6. The entity extraction method applied in the network security field according to claim 5, wherein each character in the character level vector output by the SecurityBERT model has a corresponding word segmentation result in a sentence, the corresponding word vector is searched in the network security word vector table according to the word segmentation result, and the searched word vector is fused with the character level vector output by the SecurityBERT model to enhance the word level characteristics;

if the corresponding word vector is searched in the network security word vector table according to the word segmentation result, fusing the < padding > vector or the random vector with the character-level vector output by the SecurityBERT model;

if one character corresponds to a plurality of word segmentation results, all searched word vectors are fused with the character level vectors output by the SecurityBERT model, or one or more searched word vectors are selected to be fused with the character level vectors output by the SecurityBERT model.

7. The entity extraction method applied in the network security field of claim 1, wherein inputting the word vector sequence into a BilSTM model for further modeling, the BilSTM model outputting the character vector containing the context semantic feature information comprises:

and splicing the output vector of the forward LSTM and the output vector of the reverse LSTM in the BiLSTM model to obtain the feature vector with context information.

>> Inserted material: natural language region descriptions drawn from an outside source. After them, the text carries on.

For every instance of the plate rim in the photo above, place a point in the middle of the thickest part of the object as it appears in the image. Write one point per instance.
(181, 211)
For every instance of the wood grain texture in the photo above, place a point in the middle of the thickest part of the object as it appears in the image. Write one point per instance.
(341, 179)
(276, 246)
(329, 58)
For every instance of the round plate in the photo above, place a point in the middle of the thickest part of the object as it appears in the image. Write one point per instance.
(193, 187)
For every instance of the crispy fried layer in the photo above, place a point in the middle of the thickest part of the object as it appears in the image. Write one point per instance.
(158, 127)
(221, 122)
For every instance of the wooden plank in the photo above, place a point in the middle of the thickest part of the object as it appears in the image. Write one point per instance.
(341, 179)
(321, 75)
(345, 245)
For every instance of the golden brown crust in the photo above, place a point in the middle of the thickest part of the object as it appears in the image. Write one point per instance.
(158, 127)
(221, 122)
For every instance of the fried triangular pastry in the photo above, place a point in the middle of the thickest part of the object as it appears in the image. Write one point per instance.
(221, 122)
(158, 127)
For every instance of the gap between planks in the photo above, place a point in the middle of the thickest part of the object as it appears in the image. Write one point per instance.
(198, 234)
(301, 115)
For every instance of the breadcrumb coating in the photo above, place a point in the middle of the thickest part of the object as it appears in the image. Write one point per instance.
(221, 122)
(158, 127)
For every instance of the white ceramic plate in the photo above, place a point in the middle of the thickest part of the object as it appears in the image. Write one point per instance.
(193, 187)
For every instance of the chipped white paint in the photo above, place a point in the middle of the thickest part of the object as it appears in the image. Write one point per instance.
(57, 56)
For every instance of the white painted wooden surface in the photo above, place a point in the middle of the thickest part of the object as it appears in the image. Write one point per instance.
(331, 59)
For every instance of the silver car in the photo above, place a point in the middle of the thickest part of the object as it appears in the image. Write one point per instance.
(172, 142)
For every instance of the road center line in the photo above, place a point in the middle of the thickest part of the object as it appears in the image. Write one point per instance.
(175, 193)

8. The entity extraction method applied to the network security field according to claim 1, wherein the local key network security word feature enhancement of the character vector using a self-attention mechanism comprises:

the self-attention mechanism distributes weights larger than M to the network security words with the important value larger than K in the sentences through a weighting method, so that the local key network security word feature enhancement is realized; k is greater than 0, M is greater than 0, wherein the calculation method of the weight is a scaling dot product operation function.

9. The method for extracting entities applied in the network security field of claim 1, wherein fusing the output from the attention layer and the output of the BilSTM model and then sequentially inputting the fused output into the softmax layer and the conditional random field CRF model to obtain the final tag sequence comprises:

adding or splicing the output vector of the self-attention layer and the output vector of the BilSTM layer to obtain a new vector;

and inputting the new vector into a softmax layer for multi-classification and probability normalization, then inputting into a CRF layer for sequence label conversion modeling, and outputting a label sequence, namely an entity extraction result.